Uscirne è vietato ai minori

Siamo davvero consapevoli dei rischi della pornografia? Un commento a margine di un importante discorso di Papa Francesco sulla tutela della dignità dei bambini nel mondo digitale

È di qualche giorno fa la pubblicazione di un’inchiesta di Claudio Capanni uscita su La Nazione dedicata al tema della pedofilia. Un articolo terribile, nel quale si racconta come funzionano le chat in cui si condividono foto e “profili” Instagram di giovanissimi e giovanissime ignari di tutto. Il social utilizzato è Telegram, strumento perfetto per chi intende mantenere l’anonimato, perché permette di chattare senza rendere noto il proprio numero di cellulare e di non custodire nulla sul proprio smartphone (ogni condivisione avviene in cloud ed è possibile inviare messaggi e foto che si “autodistruggono”, dei quali cioè, è possibile decidere l’eliminazione dopo un minuto dalla visualizzazione). Insomma, una chat pratica e veloce nella quale si annidano anche orribili insidie. Soltanto una tra le tante modalità in cui si radica e cresce l’abuso, che da “virtuale”, laddove nomi, dati, luoghi resi noti o sottratti per adescamento, rischiano di mutarsi in occasione concreta di abuso e violenza. Papa Francesco, nel suo recente discorso ai partecipanti del convegno “Child dignity in the digital world” ha toccato molti di questi temi sensibili, come la diffusione dilagante della pornografia tra i minori: un fenomeno che pure non sembra mobilitare le coscienze.

Ansa ha recentemente dedicato un approfondimento sul rapporto tra i giovani e la sessualità ripercorrendo le ricerche della giornalista Monica Lanfranco. Secondo la sua indagine, infatti, un campione piuttosto ampio di adolescenti dichiara che «la fonte unica, primaria e assoluta di insegnamento, apprendimento ed ispirazione per la propria sessualità è la pornografia attraverso il web».  Una scoperta che probabilmente non stupisce nessuno, ma che forse dovrebbe interessare, visto che il fenomeno non tocca soltanto i diciottenni inquieti, ma comincia assai presto: già attorno agli 11 anni. Un’indagine di Skuola.net (portale e testata giornalistica assai nota tra i giovani) rivela che a quell’età un ragazzo su tre possiede sul proprio smartphone materiale compromettente. «Se un quarto dei coinvolti non è in grado di definirne le caratteristiche precise, la restante parte ha fornito maggiori dettagli; in totale -si legge nella ricerca- il materiale pornografico supera il 65%». Dati che lasciano pensare e che fanno tornare in mente la chat dell’orrore (The Shoa Party) emersa qualche settimana fa sulle cronache dei giornali: un calderone di male in cui trovavano posto bestemmie, inni al nazismo, offese agli ebrei, tanta pornografia, violenze di ogni tipo..). Un caso certamente eccezionale, ma che deve far riflettere sul materiale che circola tra le mani dei più giovani. Basti pensare alla pratica, piuttosto diffusa tra gli adolescenti, di scambiarsi foto osè che rischia di metterne a repentaglio la dignità e di esporli a rischi di ricatti online.

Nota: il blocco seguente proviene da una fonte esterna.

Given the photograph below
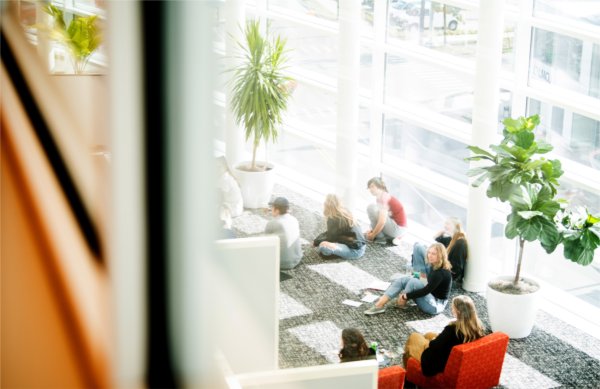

Siamo sicuri che anche i nostri ragazzi, proprio quelli che frequentano il catechismo in parrocchia ne siano estranei? Qualcuno di loro mi ha esplicitamente parlato – tra una risata e l’altra- di youtuber bestemmiatori seriali, mostrato video di giovanissimi che prendono a calci altri giovanissimi, raccontato di episodi di cyberbullismo in cui è dovuta intervenire la polizia postale.

Facile, su questi temi, chiamare in causa scuola e genitori più o meno inconsapevoli, più difficile sentire prendere posizione gli adulti sul tema della pornografia (per non parlare della stampa più diffusa, spesso incline a sdoganare e banalizzare la fruizione di contenuti per adulti in cui la dignità dell’uomo e soprattutto della donna è pienamente svilita) quasi che condannarla faccia scivolare in un moralismo bacchettone. Certamente non è con quella roba che si impara a vivere una sana affettività, fatta di pazienza, ascolto, rispetto, tenerezza. Quale rispetto della dignità della persona umana può crescere attraverso una proposta degradante e ferina della sessualità?